Eyetech should be licensing the hardware of an established console manufacturer like MS, Sony or Nintendo.
They should then increase the specs to make it a state of the art console that can be used as a computer. A premium brand, with more memory, HD, DVD burner and a faster processor and Digital Video Recording functionality like TiVo. It would boot into OS4 if a DVD was not placed in the tray. You could run all the games on that established console on the Amiga hardware based on the console and all those games would hit the hardware like the Amiga days of old. I believe the best selling Amiga, the A500, was conceptually a console that could be used as a computer, and I think that such an endeavour would be going back to roots. Go the whole way with the distinctive Amiga Fantasy concept or even something like an A1000 and you are sure to have a winner.

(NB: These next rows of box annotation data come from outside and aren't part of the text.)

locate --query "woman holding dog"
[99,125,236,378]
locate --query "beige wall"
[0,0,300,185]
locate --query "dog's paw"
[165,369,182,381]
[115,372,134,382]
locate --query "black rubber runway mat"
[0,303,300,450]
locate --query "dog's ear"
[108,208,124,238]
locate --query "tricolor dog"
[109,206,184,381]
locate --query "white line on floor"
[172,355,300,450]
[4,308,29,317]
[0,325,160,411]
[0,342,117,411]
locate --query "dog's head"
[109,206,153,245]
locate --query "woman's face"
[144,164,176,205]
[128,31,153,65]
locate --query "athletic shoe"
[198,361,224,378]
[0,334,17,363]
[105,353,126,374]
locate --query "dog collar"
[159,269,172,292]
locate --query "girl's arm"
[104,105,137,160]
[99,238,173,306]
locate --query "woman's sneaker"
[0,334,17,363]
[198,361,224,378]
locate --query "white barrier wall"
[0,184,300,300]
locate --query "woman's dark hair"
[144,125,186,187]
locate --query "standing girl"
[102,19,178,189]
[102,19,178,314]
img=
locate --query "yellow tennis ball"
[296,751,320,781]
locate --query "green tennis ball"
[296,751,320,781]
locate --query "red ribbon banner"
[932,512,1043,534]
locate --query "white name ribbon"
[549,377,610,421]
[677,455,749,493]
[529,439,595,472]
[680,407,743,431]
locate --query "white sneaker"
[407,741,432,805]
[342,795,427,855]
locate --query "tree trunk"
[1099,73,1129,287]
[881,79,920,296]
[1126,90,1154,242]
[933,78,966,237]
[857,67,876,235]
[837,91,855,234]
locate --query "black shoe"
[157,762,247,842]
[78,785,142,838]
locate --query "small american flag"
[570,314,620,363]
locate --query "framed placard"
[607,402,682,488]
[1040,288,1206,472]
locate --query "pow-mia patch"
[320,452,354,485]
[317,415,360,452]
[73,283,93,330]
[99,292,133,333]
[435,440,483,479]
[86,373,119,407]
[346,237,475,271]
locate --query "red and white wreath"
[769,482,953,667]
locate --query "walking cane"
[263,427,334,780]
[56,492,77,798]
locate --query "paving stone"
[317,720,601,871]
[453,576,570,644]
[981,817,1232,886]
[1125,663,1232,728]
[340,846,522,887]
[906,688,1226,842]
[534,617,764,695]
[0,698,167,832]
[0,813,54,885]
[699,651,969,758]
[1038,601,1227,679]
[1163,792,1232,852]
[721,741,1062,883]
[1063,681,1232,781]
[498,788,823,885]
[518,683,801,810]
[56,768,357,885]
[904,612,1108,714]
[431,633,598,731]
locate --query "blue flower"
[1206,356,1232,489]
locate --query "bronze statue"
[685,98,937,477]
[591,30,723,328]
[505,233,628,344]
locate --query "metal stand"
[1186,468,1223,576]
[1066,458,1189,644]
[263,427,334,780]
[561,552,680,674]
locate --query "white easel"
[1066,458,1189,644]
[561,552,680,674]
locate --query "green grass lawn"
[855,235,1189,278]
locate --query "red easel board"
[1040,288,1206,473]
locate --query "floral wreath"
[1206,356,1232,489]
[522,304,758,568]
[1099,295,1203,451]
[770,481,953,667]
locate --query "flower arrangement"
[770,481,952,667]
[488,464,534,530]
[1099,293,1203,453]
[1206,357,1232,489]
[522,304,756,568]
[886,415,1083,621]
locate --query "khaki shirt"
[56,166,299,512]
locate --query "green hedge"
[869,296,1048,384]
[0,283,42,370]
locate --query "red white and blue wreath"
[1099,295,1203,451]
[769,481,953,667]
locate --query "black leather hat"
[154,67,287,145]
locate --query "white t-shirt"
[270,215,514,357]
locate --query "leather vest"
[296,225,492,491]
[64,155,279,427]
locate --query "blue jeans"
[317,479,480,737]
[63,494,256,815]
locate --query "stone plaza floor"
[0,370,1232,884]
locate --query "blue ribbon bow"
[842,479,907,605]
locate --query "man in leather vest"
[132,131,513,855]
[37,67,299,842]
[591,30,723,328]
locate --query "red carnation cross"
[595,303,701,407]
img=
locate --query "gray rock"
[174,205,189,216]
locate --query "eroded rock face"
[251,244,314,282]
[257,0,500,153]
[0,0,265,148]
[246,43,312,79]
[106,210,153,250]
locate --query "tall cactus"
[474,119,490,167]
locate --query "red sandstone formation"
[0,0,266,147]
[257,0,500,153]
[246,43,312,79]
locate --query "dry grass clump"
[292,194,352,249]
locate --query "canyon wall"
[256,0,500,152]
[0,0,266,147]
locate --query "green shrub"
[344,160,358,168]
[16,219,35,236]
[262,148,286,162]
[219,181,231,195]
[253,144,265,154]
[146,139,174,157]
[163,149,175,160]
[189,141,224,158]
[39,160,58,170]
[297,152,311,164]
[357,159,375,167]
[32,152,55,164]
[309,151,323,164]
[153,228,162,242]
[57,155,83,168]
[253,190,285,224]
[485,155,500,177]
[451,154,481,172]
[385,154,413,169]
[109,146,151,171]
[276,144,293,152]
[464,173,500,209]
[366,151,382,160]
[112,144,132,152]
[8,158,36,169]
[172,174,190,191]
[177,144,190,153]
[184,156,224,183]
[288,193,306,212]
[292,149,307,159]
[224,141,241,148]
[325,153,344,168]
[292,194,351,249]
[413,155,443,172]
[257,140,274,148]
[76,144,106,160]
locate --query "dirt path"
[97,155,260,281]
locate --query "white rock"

MS, for instance, in an attempt to swamp the market before PS3, is licensing its XBOX2 technology to other manufacturers. You'll soon have a Panasonic or Phillips brand console. So why not an Amiga console? The next gen consoles will be kick ass, with possibly three G5 processors, HDTv display and Sony's will have cell technology as well. The games standards for the latest consoles are becoming ubiquitous and basing a next gen Amiga on such hardware would mean that an Amiga port would not be required and we would be able to run all the games of the base console.
Sony released a Linux add on to the PS2 with keyboard and HD, which I nearly bought as I thought it would be cool to write a game based on the same hardware. So many of my geek friends nearly went that route as well. Perhaps Sony can be convinced to allow AmigaOS to be the OS of choice for such an environment. Many universities around the world are now teaching games programming and an Amiga console could be the programming environment of choice.
Imagine OS4 running on next gen console hardware. It might not be possible for official Amiga games to be produced, and that may never ever happen again anyway, but it could serve as an excellent homebrew game programming environment. Another advantage to an OS4 port to console hardware would be that it wouldn't have to support every graphics card under the sun and drivers would be standard. As OS4 has a Hardware Abstraction Layer, moving to a future console's hardware should be a smaller issue than 68k to PPC.